Research progress of mechanisms of fat necrosis after autologous fat grafting: A review

Shenzhen Gao a, Baixue Lu a, Rong Zhou a, Weicheng Gao a,*
PMCID: PMC9997804  PMID: 36897702

Abstract

Currently, autologous fat grafting is the common surgery employed in the department of plastic and cosmetic surgery. Complications after fat grafting (such as fat necrosis, calcification, and fat embolism) are the difficulties and hotspots of the current research. Fat necrosis is one of the most common complications after fat grafting, which directly affects the survival rate and surgical effect. In recent years, researchers in various countries have achieved great results on the mechanism of fat necrosis through further clinical and basic studies. We summarize recent research progress on fat necrosis in order to provide theoretical basis for diminishing it.

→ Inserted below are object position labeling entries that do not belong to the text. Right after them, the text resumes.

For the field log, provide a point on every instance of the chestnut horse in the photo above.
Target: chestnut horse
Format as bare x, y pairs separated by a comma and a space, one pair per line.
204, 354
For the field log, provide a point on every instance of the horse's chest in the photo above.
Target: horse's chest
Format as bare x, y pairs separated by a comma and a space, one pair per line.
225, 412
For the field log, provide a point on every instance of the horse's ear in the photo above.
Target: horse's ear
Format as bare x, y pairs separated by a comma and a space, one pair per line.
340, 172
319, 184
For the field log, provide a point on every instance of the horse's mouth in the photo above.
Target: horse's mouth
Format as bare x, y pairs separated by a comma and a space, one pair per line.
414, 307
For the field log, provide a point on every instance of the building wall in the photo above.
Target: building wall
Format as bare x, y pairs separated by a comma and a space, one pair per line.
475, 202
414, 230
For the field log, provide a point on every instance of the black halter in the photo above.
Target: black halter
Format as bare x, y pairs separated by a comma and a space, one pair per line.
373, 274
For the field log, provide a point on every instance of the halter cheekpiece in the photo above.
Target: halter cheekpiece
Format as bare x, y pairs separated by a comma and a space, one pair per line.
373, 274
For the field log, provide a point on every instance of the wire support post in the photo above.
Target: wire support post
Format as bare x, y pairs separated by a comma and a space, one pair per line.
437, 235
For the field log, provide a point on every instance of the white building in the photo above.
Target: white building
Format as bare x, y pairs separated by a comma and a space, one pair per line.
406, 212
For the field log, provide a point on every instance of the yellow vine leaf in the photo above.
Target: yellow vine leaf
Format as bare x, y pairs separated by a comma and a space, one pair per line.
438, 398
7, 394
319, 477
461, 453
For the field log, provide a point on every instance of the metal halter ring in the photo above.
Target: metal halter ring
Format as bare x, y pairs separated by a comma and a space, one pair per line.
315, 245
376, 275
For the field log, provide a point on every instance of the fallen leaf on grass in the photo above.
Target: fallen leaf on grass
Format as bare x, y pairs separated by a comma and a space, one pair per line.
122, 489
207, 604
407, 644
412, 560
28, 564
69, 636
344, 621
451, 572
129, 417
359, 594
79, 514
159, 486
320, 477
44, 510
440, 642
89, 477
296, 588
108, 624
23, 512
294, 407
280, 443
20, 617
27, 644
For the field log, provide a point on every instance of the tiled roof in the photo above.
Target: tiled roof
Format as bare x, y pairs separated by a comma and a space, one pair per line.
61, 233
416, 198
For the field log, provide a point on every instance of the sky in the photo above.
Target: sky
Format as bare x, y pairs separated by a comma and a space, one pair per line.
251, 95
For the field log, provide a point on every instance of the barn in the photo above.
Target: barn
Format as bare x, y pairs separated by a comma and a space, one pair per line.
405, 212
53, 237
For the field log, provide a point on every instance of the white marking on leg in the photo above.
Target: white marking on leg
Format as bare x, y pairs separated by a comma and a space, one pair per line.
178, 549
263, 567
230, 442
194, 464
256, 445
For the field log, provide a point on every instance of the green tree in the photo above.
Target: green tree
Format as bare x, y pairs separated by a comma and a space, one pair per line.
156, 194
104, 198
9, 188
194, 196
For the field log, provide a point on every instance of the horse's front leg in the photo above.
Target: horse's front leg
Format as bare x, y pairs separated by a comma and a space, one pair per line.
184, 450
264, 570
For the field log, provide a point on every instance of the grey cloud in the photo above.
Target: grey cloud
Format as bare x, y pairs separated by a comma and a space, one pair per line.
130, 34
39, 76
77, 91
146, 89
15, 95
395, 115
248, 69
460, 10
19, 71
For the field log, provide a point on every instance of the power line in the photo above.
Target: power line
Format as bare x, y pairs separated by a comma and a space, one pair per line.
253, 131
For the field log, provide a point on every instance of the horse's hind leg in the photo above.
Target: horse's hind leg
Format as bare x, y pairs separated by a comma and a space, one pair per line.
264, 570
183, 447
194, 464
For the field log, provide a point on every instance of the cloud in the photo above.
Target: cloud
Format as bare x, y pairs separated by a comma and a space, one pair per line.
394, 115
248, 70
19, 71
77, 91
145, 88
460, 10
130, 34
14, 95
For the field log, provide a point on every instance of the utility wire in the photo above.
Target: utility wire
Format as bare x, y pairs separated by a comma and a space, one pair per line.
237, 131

Keywords: browning, fat grafting, fat necrosis, fibrosis

1. Introduction

Autologous adipose provides multiple benefits (rich sources, easy harvest, soft texture, flexibility, and low immunogenicity) making it an ideal substitute filler for reconstructive surgery. Although autologous fat grafting become increasingly popular, it creates adverse outcomes including fat necrosis, low survival rate, and fat embolism, which plague surgeons and patients. Fat necrosis is a sterile inflammatory process in the presence of damaging factors, with adipose tissue liquefaction, fibrosis, and calcification.[1,2]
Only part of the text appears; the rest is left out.